Try: Paperless Post for event collateral needs, EventBrite (ticketed/non-ticketed events) for managing registration, SocialTables for seating, and a virtual photo booth to email or tweet guests their event photos.
2. 365 Event Marketing. The current structure of event marketing is sporadic, short-term, and short-lived. However, the growth of social networks allows event organizers to keep the conversation going all year round, giving them time to build an army of brand ambassadors, eventl attendees and inevitable content creators.
Try: That new social media thing. No seriously, get social as soon as possible. Tell your audiences about your event through E-blasts, Facebook, Twitter, Instagram, Google + etc. Be sure and show new users step-by-step details on how to join and use these platforms. Create contests and giveaways to encourage participation and engage with users. Make it easy for attendees to connect and interact with each other at your event through a dedicated hashtag or shared photo stream. Lastly, showcase your event through sharable photos, videos, tweets and messaging. Schedule the release of content after the event to ensure further engagement in the social space.
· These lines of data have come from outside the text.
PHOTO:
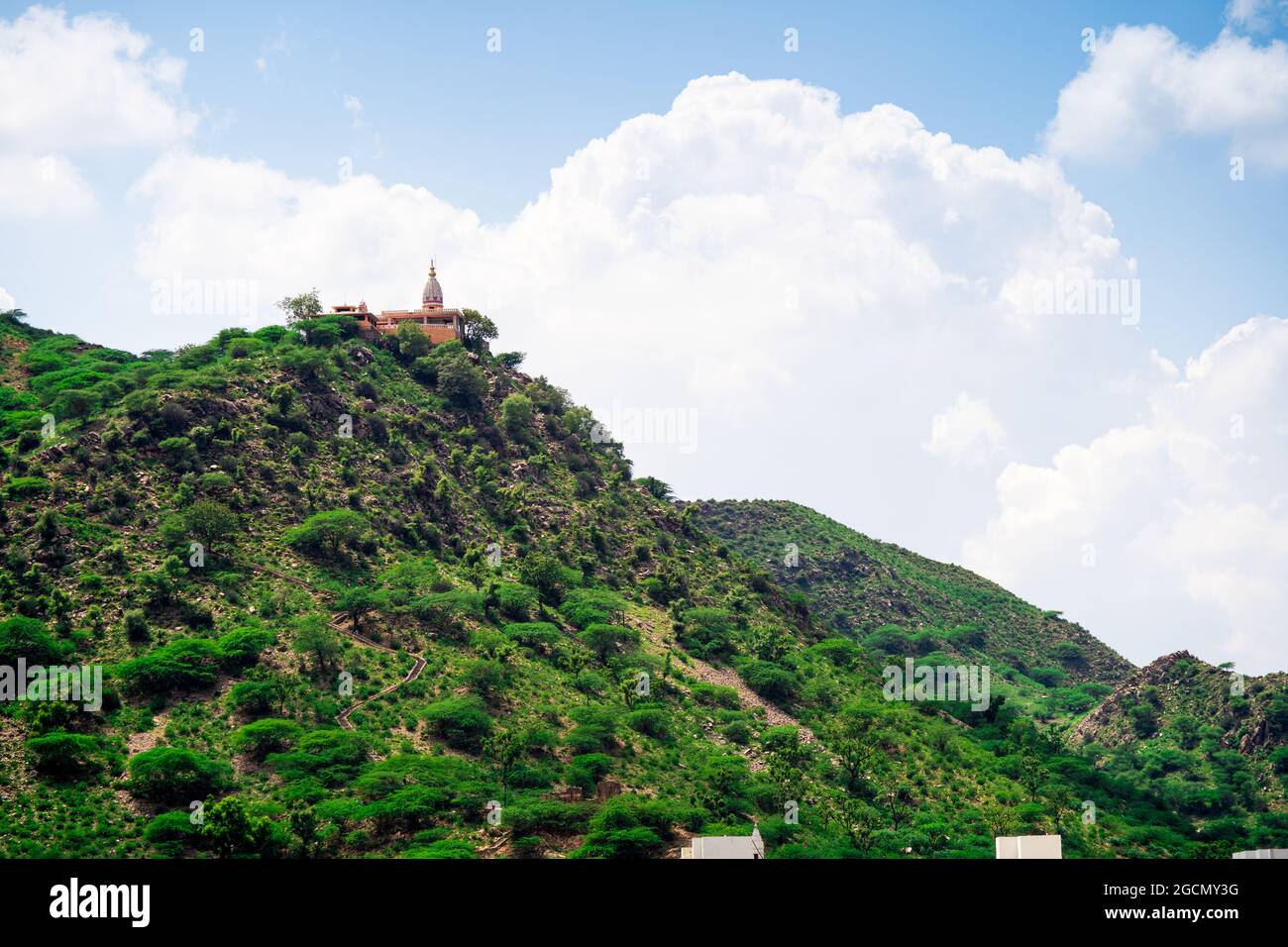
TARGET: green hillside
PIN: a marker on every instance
(901, 603)
(372, 599)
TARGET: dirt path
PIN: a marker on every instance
(342, 624)
(726, 677)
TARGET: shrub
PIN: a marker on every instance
(609, 641)
(184, 664)
(170, 832)
(327, 534)
(716, 694)
(706, 631)
(171, 775)
(331, 757)
(515, 600)
(241, 647)
(585, 607)
(446, 848)
(27, 638)
(65, 755)
(463, 722)
(263, 737)
(462, 382)
(649, 720)
(516, 415)
(540, 635)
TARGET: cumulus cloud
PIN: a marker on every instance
(1144, 84)
(1176, 526)
(967, 432)
(807, 286)
(353, 106)
(72, 88)
(42, 187)
(1256, 14)
(86, 82)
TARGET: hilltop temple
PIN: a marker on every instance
(438, 324)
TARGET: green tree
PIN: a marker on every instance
(231, 830)
(462, 382)
(478, 329)
(608, 641)
(172, 775)
(412, 341)
(505, 749)
(207, 522)
(314, 637)
(303, 307)
(327, 532)
(75, 403)
(516, 415)
(359, 602)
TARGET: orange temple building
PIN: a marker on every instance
(438, 324)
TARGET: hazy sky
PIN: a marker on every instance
(838, 253)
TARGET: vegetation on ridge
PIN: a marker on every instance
(262, 538)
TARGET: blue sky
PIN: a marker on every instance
(841, 302)
(483, 131)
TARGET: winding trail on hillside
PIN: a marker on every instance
(726, 677)
(342, 624)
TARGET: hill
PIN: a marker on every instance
(897, 603)
(368, 598)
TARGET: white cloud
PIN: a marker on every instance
(353, 106)
(85, 84)
(811, 286)
(42, 187)
(1144, 84)
(77, 86)
(1184, 515)
(1256, 14)
(967, 432)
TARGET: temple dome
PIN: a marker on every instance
(433, 295)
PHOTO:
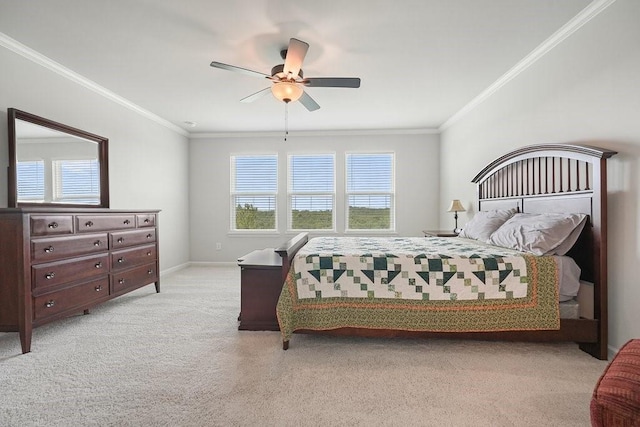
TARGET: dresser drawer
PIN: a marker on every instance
(146, 220)
(79, 296)
(122, 239)
(45, 225)
(91, 223)
(128, 258)
(49, 249)
(134, 278)
(56, 273)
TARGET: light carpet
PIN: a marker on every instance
(177, 359)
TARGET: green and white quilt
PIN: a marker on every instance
(420, 284)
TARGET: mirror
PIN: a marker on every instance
(51, 164)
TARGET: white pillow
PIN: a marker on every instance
(539, 234)
(484, 223)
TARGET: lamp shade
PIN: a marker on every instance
(456, 206)
(286, 91)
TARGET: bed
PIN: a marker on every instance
(481, 285)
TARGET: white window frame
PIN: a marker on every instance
(21, 181)
(234, 194)
(57, 166)
(292, 194)
(390, 193)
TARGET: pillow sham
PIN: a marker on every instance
(484, 223)
(539, 234)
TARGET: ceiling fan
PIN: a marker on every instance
(288, 78)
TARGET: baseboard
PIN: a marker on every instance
(213, 264)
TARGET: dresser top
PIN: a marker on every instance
(71, 210)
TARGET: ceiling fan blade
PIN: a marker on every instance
(353, 82)
(308, 102)
(296, 52)
(256, 95)
(222, 66)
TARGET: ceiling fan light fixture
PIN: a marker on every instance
(286, 91)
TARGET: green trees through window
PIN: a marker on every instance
(311, 192)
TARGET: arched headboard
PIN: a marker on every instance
(563, 178)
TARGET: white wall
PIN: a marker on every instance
(586, 90)
(148, 163)
(417, 189)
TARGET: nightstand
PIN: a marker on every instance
(439, 233)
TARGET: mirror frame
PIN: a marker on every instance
(103, 158)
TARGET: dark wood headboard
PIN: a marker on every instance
(562, 178)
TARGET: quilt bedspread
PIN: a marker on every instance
(417, 284)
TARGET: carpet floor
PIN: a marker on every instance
(177, 359)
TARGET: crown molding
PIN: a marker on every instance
(38, 58)
(293, 134)
(586, 15)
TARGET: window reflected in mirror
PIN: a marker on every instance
(56, 165)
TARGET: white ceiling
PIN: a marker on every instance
(420, 61)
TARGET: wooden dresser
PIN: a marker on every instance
(56, 262)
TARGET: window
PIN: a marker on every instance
(254, 191)
(311, 192)
(30, 176)
(370, 191)
(76, 181)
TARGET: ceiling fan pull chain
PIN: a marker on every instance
(286, 121)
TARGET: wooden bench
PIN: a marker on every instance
(616, 398)
(262, 276)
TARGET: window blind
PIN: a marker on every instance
(77, 181)
(370, 191)
(254, 190)
(30, 178)
(311, 186)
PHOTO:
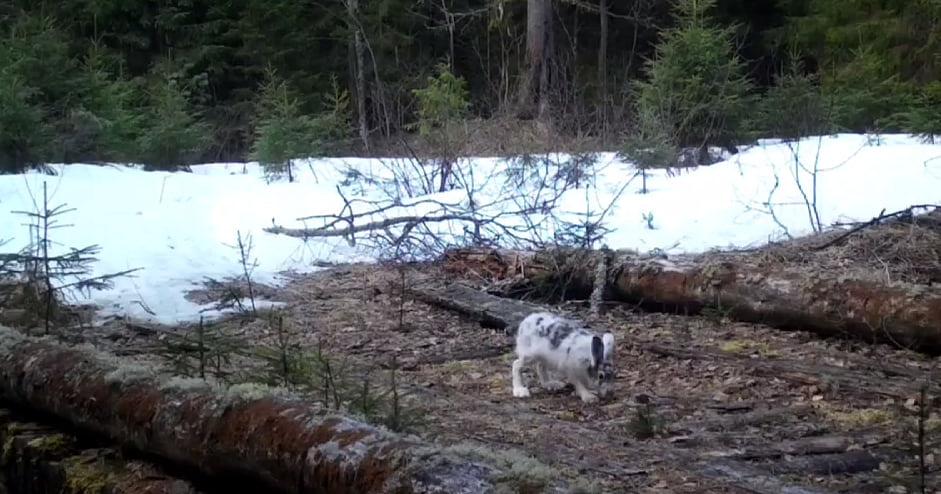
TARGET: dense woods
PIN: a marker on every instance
(172, 82)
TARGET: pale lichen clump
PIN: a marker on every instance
(188, 384)
(245, 392)
(128, 372)
(518, 472)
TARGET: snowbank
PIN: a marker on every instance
(181, 227)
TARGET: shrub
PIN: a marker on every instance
(283, 132)
(696, 82)
(793, 108)
(175, 136)
(23, 134)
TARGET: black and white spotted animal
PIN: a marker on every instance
(562, 347)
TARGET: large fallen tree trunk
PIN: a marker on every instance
(275, 441)
(39, 460)
(738, 285)
(507, 313)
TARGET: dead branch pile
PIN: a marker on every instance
(906, 249)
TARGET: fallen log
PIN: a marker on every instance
(828, 464)
(506, 313)
(752, 479)
(38, 460)
(272, 440)
(741, 287)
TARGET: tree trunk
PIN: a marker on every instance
(539, 50)
(603, 67)
(830, 304)
(277, 442)
(359, 71)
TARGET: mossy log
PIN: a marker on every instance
(274, 440)
(739, 286)
(36, 460)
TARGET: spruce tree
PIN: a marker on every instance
(284, 132)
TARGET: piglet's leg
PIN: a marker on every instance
(519, 389)
(584, 393)
(545, 380)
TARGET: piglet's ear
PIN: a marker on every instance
(608, 340)
(597, 350)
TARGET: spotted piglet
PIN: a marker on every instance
(565, 348)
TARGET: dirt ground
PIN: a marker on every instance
(715, 405)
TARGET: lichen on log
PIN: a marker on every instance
(276, 440)
(37, 459)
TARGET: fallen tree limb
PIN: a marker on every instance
(367, 227)
(751, 479)
(276, 441)
(740, 420)
(810, 446)
(827, 303)
(883, 216)
(828, 464)
(507, 313)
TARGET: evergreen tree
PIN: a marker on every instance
(105, 123)
(175, 136)
(284, 133)
(696, 83)
(794, 107)
(23, 135)
(874, 56)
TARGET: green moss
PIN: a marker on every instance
(7, 455)
(86, 476)
(52, 444)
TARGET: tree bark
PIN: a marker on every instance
(829, 304)
(539, 50)
(278, 442)
(359, 71)
(603, 67)
(38, 460)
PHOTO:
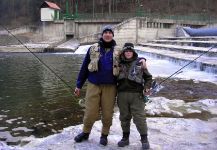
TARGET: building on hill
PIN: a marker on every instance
(50, 11)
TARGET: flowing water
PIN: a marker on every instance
(32, 100)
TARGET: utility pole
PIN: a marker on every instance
(93, 8)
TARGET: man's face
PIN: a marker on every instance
(107, 36)
(128, 54)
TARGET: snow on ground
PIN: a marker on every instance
(164, 134)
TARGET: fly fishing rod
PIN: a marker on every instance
(69, 88)
(155, 86)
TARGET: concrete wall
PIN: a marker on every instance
(52, 31)
(21, 30)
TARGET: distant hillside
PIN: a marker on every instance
(28, 12)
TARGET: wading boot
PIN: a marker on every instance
(125, 140)
(81, 137)
(103, 140)
(145, 143)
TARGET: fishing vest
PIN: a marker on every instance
(134, 73)
(95, 55)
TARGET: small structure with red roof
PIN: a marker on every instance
(50, 11)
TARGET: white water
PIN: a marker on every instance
(164, 68)
(165, 133)
(82, 49)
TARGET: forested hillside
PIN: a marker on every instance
(18, 12)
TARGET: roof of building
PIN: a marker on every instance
(50, 5)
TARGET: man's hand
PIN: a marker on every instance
(77, 91)
(147, 92)
(143, 61)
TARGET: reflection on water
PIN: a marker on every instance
(32, 100)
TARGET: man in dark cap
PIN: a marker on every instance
(132, 82)
(98, 67)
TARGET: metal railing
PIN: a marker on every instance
(191, 17)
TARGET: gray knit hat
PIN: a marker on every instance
(108, 28)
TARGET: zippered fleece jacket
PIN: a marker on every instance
(104, 75)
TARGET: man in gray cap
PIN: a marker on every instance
(132, 81)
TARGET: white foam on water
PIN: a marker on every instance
(165, 68)
(82, 49)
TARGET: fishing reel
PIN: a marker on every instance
(154, 87)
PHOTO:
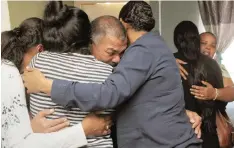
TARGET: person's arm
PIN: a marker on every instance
(183, 72)
(210, 93)
(129, 75)
(16, 128)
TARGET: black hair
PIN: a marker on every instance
(187, 41)
(210, 33)
(67, 28)
(139, 15)
(107, 25)
(15, 43)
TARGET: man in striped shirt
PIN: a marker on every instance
(108, 43)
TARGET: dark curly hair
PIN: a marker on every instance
(139, 15)
(67, 28)
(15, 43)
(187, 41)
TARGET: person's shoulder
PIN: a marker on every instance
(7, 67)
(176, 55)
(209, 61)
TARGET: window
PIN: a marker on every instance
(228, 60)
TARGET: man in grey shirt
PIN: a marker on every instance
(145, 87)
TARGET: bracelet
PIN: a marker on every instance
(216, 94)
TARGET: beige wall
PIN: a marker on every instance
(20, 10)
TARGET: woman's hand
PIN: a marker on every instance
(42, 125)
(94, 125)
(203, 93)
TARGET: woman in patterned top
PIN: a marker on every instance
(18, 46)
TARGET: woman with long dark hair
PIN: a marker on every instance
(200, 68)
(18, 46)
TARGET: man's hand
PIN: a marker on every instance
(203, 93)
(42, 125)
(95, 125)
(183, 72)
(195, 119)
(36, 82)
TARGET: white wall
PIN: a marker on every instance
(99, 9)
(5, 19)
(173, 12)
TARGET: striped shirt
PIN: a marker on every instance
(72, 67)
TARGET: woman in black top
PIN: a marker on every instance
(200, 68)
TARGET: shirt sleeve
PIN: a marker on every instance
(16, 127)
(225, 73)
(129, 75)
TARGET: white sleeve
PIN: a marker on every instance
(16, 127)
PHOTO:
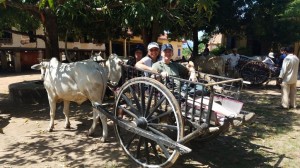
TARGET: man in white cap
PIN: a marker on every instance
(152, 57)
(268, 60)
(288, 79)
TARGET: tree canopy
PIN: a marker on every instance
(269, 21)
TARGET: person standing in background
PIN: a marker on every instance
(288, 79)
(138, 55)
(152, 57)
(282, 56)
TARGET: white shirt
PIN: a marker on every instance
(148, 61)
(234, 59)
(289, 70)
(269, 62)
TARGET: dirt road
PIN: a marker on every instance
(25, 143)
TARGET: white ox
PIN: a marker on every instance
(77, 82)
(210, 64)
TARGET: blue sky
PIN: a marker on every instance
(184, 45)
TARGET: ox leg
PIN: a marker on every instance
(66, 111)
(103, 118)
(52, 115)
(93, 127)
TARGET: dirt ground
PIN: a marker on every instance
(24, 141)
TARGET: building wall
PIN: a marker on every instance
(120, 43)
(26, 53)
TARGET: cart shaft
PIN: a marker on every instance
(147, 134)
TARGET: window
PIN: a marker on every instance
(5, 37)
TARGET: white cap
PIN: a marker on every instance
(271, 55)
(153, 45)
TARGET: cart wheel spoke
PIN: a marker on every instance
(138, 149)
(171, 127)
(159, 132)
(149, 101)
(153, 146)
(130, 113)
(130, 141)
(164, 149)
(147, 151)
(129, 103)
(136, 100)
(160, 116)
(160, 101)
(152, 108)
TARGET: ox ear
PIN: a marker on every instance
(36, 66)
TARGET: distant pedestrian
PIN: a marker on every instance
(288, 79)
(152, 57)
(282, 56)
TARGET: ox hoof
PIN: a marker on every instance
(90, 133)
(68, 127)
(103, 140)
(50, 129)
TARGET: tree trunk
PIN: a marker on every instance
(150, 34)
(51, 36)
(196, 43)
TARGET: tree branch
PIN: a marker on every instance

3. Attend vs. Experience. The success or failure of an event is now measured by the level of engagement and the onsite experience. Event planners take note, guests expect to be entertained both onsite and online. “The objective is to create an experience that is so engaging and relevant that brand loyalists talk about it, take a picture of it and essentially assume some of the brandwork of creating a consistent presence,” says Patrick Hanlon of Forbes.
Try: Gamification, Mobile Event Apps, or Multi-Sensory Stunts , where attendees can feel, touch, or taste the product in an interesting setting rather than reading or watching it.
Today, it’s not enough to throw an expensive cocktail party, audiences are looking for more. They expect tangible engagement and an entertainment factor. It’s up to event producers to evolve and inevitably deliver.